Review 918 : Archgoat – Worship the Eternal Darkness – English

Archgoat comes back to unleash Hell.

Created in 1989 in Finland, the band driven by Lord Angelslayer (bass/vocals, Thy Serpent) and Ritual Butcherer (guitar) releases two demos and an EP with a first drummer before going on hiatus in 1993. But in 2004, the two musicians are back in business. In 2017, Goat Aggressor (Mental Transformation, Malum, ex-Pyuria) joins the band which releases today Worship the Eternal Darkness, its fifth album.

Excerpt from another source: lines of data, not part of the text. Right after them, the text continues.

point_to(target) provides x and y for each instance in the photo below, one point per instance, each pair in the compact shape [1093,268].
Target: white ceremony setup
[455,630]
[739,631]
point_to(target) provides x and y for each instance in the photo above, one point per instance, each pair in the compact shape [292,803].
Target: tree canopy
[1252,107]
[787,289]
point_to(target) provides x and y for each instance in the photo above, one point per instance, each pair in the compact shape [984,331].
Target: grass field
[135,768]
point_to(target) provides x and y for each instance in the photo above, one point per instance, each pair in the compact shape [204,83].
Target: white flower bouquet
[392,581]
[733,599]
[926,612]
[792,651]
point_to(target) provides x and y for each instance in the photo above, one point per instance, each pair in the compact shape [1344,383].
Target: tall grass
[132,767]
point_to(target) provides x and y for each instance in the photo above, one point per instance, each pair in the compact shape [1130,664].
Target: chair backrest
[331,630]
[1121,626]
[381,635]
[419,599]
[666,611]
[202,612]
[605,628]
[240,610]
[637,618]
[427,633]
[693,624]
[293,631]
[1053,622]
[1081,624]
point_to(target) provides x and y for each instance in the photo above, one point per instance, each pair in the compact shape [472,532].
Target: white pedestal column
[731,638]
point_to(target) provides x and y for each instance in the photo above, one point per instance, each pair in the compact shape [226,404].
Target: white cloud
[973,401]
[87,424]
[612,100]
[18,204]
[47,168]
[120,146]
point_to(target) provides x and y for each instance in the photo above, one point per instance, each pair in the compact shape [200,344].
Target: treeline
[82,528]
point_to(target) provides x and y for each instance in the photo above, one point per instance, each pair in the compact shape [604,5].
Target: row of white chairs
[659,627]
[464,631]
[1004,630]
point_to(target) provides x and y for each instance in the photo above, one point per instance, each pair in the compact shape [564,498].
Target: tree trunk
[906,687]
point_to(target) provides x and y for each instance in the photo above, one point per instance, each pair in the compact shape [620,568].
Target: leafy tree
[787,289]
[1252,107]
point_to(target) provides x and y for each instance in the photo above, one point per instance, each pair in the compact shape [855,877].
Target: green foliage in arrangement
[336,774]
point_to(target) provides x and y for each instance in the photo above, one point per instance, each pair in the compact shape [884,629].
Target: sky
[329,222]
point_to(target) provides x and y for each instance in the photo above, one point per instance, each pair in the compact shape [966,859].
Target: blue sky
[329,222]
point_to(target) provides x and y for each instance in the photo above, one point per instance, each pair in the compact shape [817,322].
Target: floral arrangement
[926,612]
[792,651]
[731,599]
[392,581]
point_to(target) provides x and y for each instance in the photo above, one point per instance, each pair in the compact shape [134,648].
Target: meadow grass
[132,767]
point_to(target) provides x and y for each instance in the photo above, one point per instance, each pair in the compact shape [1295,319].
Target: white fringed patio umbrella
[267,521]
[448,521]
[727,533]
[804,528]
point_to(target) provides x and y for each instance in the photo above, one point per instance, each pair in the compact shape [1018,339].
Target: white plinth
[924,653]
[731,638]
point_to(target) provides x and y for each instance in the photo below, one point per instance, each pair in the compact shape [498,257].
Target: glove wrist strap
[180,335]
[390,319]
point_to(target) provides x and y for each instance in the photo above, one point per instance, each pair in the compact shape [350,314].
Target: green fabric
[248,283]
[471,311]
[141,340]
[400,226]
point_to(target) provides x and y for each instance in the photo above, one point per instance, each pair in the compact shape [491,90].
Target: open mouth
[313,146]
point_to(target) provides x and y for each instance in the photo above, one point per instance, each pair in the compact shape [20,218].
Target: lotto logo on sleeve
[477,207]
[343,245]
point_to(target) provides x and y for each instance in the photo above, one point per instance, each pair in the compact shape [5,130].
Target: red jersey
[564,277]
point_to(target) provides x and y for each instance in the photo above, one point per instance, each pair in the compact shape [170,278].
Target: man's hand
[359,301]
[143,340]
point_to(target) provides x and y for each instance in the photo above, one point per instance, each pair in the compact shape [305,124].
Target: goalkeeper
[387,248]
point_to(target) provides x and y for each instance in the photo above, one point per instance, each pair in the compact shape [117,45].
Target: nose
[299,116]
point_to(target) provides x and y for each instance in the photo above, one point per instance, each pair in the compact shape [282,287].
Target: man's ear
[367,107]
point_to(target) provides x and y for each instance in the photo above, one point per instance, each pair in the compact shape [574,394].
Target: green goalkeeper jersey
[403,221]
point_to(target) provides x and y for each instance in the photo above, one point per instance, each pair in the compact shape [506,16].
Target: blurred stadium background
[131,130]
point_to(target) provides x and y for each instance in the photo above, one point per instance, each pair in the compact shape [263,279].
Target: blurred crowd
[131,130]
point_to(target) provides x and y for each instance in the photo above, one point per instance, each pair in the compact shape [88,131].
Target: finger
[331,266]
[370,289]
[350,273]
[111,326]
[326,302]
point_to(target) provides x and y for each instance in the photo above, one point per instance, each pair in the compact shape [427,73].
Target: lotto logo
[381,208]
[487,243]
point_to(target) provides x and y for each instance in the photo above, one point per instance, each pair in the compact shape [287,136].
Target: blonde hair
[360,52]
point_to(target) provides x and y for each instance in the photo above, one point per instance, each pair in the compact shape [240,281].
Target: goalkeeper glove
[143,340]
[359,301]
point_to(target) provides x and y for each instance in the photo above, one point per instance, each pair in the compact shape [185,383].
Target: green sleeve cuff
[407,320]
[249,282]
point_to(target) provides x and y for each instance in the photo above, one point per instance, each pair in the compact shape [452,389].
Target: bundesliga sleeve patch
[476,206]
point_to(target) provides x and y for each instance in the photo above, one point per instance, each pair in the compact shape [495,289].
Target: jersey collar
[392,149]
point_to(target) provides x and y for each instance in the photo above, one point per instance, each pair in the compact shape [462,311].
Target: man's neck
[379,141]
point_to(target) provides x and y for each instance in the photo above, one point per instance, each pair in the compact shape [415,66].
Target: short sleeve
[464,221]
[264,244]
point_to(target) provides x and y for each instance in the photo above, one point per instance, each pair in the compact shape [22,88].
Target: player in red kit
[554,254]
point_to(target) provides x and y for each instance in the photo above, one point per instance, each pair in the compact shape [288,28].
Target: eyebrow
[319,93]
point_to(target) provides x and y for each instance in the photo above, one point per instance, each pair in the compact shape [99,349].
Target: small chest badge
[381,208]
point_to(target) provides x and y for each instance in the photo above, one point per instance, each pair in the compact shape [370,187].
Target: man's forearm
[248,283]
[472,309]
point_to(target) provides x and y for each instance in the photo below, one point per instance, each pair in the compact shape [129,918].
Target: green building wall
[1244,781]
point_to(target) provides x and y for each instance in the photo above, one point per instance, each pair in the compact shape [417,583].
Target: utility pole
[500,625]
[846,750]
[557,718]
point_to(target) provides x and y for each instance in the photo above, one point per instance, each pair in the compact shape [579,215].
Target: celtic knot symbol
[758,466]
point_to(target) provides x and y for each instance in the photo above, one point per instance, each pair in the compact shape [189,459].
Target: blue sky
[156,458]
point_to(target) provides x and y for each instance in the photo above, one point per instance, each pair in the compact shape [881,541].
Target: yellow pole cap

After a short unhealthy and lewd introduction, Heavens Ablaze strikes with a raw and greasy sound anchored into Black/Death roots. Blast, thick riffs and heavy howlings meet over an Old School and oppressive about leads, while the weighing and effective rhythmic drives us to Black Womb Gnosis, a majestic track. Riffs can also be putrid and abrasive, while offering a blasphemian background and tendentious samples before piercing leads, but the long All Christianity Ends unveils cumbersome tones. The tempo is quite slow, offering a dark dissonance and mystical raw influences, then airy harmonics come next before In Extremis Nazarene and its Old School influences. The song immediately reminds the band’s firsts releases, whether it is about production or raw and effective patterns, then unhealthy leads lacerate us until Rats pray God, an as disturbing as energetic song, comes. We feel Black/Punk roots are still present with this extremely straightforward track, but they’re infused with dissonant roots, just like Empyrean Armageddon, a song with horrific introduction. Once the sample passed, the band crushes us under its dark and violent mass which sometimes calls samples to complete apocalyptic vocals, melted from time to time to super effective parts. Old School roots are also present on Blessed in the Light of Lucifer, a song that connects heady melodies with weighing and thick sound, creating this hooking greasy sound that we also have on Worship the Eternal Darkness. Blast meets once more oppressive respites which slowly burst into fire to offer catchy riffs before exploding, then Burial of Creation gathers the darkest elements to close the album. The unhealthy introduction gives birth to a haunting slowness which will crush us before a worrying outro.

Archgoat was always introduced to me as a blackness steamroller. Since I know the band, my definition of their music did not change. Whether vocals can seem a bit different from what we’re used to hear, Worship the Eternal Darkness won’t deceive us with wild riffs and raw patterns.